Genetic Association of TCF4 Intronic Polymorphisms, CTG18.1 and rs17089887, With Fuchs' Endothelial Corneal Dystrophy in an Indian Population

• Published in: Investigative ophthalmology & visual science Vol. 55; no. 11; p. 7674
• Main Authors: Nanda, Gargi Gouranga, Padhy, Biswajit, Samal, Sujata, Das, Sujata, Alone, Debasmita Pankaj
• Format: Journal Article
• Language: English
• Published: United States 23.10.2014
• Subjects: Adult; Aged; Aged, 80 and over; Basic Helix-Loop-Helix Leucine Zipper Transcription Factors - genetics; Basic Helix-Loop-Helix Leucine Zipper Transcription Factors - metabolism; DNA - genetics; Follow-Up Studies; Fuchs' Endothelial Dystrophy - epidemiology; Fuchs' Endothelial Dystrophy - genetics; Fuchs' Endothelial Dystrophy - metabolism; Genetic Predisposition to Disease; Genotype; Humans; India - epidemiology; Introns; Male; Middle Aged; Polymerase Chain Reaction; Polymorphism, Genetic; Prevalence; Transcription Factor 4; Transcription Factors - genetics; Transcription Factors - metabolism; genetic association; Fuchs' dystrophy; TCF4; SNP
• ISSN: 1552-5783; 1552-5783
• DOI: 10.1167/iovs.14-15297

To assess the genetic association of transcription factor 4 (TCF4) intronic polymorphisms and CTG18.1 allele in individuals with Fuchs' endothelial corneal dystrophy (FECD) individuals from a sample Indian population.
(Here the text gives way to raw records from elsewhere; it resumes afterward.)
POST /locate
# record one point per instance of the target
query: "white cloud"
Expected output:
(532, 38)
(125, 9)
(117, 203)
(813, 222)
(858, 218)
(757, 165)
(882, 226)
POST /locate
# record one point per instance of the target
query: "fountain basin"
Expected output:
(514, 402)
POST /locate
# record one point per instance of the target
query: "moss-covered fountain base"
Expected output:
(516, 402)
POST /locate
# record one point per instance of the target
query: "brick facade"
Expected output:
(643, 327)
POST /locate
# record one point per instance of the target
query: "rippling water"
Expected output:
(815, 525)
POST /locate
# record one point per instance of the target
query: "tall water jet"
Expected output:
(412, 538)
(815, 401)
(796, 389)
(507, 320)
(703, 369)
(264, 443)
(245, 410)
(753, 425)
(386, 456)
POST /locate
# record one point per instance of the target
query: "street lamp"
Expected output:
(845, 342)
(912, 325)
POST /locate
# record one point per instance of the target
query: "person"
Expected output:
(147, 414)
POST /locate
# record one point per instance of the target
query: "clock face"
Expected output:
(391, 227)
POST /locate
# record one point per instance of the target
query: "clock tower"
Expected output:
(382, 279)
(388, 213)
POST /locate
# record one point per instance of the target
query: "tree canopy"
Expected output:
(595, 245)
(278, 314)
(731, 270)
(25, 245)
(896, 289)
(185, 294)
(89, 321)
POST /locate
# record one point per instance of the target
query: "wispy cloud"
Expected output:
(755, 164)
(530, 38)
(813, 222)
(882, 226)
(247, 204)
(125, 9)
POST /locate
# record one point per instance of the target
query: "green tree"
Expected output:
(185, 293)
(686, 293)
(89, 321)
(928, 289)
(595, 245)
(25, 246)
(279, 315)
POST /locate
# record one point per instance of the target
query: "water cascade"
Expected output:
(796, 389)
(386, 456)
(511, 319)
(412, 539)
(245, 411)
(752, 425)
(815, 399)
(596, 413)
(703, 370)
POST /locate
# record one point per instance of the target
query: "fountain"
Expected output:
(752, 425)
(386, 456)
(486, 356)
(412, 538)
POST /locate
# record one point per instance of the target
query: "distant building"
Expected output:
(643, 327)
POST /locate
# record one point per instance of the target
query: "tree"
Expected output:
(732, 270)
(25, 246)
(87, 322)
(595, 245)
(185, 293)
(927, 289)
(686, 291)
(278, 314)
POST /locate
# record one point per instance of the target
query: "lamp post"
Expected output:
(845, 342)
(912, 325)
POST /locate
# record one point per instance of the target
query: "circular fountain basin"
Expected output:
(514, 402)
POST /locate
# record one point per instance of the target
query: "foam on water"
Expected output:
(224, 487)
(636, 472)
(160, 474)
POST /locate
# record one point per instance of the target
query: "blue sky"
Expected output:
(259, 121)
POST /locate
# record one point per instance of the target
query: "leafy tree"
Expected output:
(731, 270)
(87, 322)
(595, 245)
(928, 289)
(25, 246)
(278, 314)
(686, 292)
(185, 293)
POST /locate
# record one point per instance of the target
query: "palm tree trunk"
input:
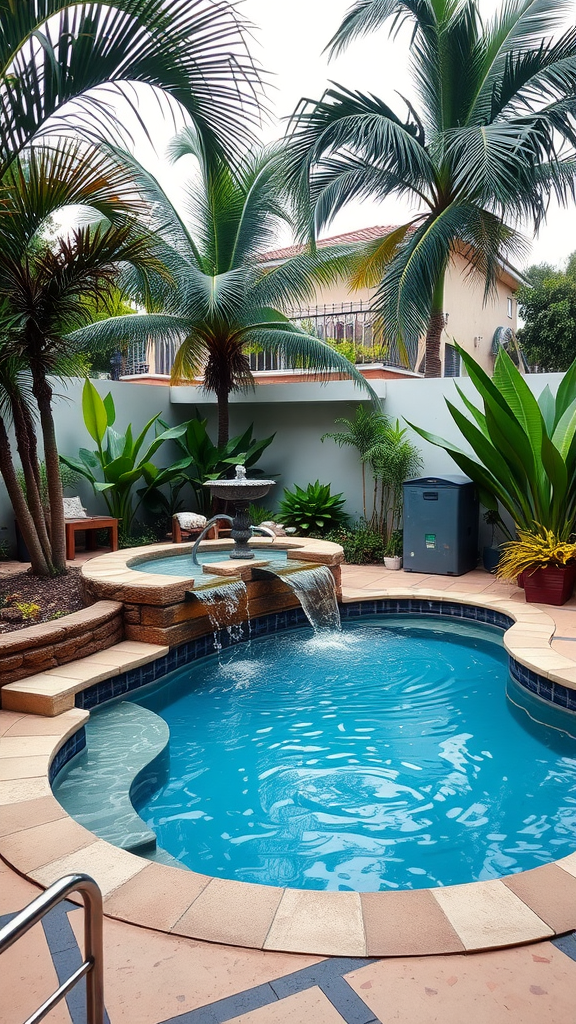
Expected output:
(24, 518)
(29, 460)
(437, 323)
(223, 416)
(43, 395)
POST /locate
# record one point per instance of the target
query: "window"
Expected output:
(451, 361)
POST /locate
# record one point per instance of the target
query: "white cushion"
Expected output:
(191, 520)
(73, 508)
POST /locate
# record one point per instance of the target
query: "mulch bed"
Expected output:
(56, 596)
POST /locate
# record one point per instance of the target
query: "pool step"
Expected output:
(50, 692)
(125, 759)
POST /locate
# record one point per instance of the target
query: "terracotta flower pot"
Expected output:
(552, 585)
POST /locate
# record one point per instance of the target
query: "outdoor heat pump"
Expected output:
(441, 525)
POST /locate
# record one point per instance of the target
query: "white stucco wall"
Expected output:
(297, 455)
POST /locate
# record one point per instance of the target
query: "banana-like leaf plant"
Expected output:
(524, 449)
(121, 459)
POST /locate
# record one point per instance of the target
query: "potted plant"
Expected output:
(491, 552)
(547, 564)
(393, 551)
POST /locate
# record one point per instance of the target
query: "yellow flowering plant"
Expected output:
(534, 550)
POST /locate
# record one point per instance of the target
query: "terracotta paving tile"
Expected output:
(488, 913)
(319, 922)
(566, 647)
(34, 725)
(406, 923)
(549, 892)
(152, 977)
(15, 817)
(156, 897)
(26, 747)
(15, 892)
(7, 720)
(568, 863)
(527, 985)
(28, 977)
(107, 864)
(14, 791)
(311, 1007)
(232, 911)
(42, 844)
(15, 768)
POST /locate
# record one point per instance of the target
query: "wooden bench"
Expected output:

Forty-four FECD patients and 108 unrelated age-matched controls were recruited with informed consent for this study. Three, single nucleotide polymorphisms (SNPs) spanning the third intronic region of TCF4 (rs613872, rs17089887, and rs17089925) and an unstable trinucleotide repeat CTG18.1 allele were genotyped by direct sequencing using Sanger's method. The association of polymorphisms was analyzed using χ(2) test and logistic regression. SNP rs17089887 (P = 0.013) and CTG18.1 (P = 2 × 10(-4)) alleles were found to be significantly associated with FECD in the sample Indian population. However, the other two SNPs, rs613872 and rs17089925, were not likewise associated. Thirty-four percent of FECD subjects and 5% of control individuals harbor more than 50 trinucleotide repeats, which was considered as the disease threshold. TCF4 poses a major contributor to FECD manifestation globally, with a significant association of rs17089887 and CTG18.1 allele in the Indian population.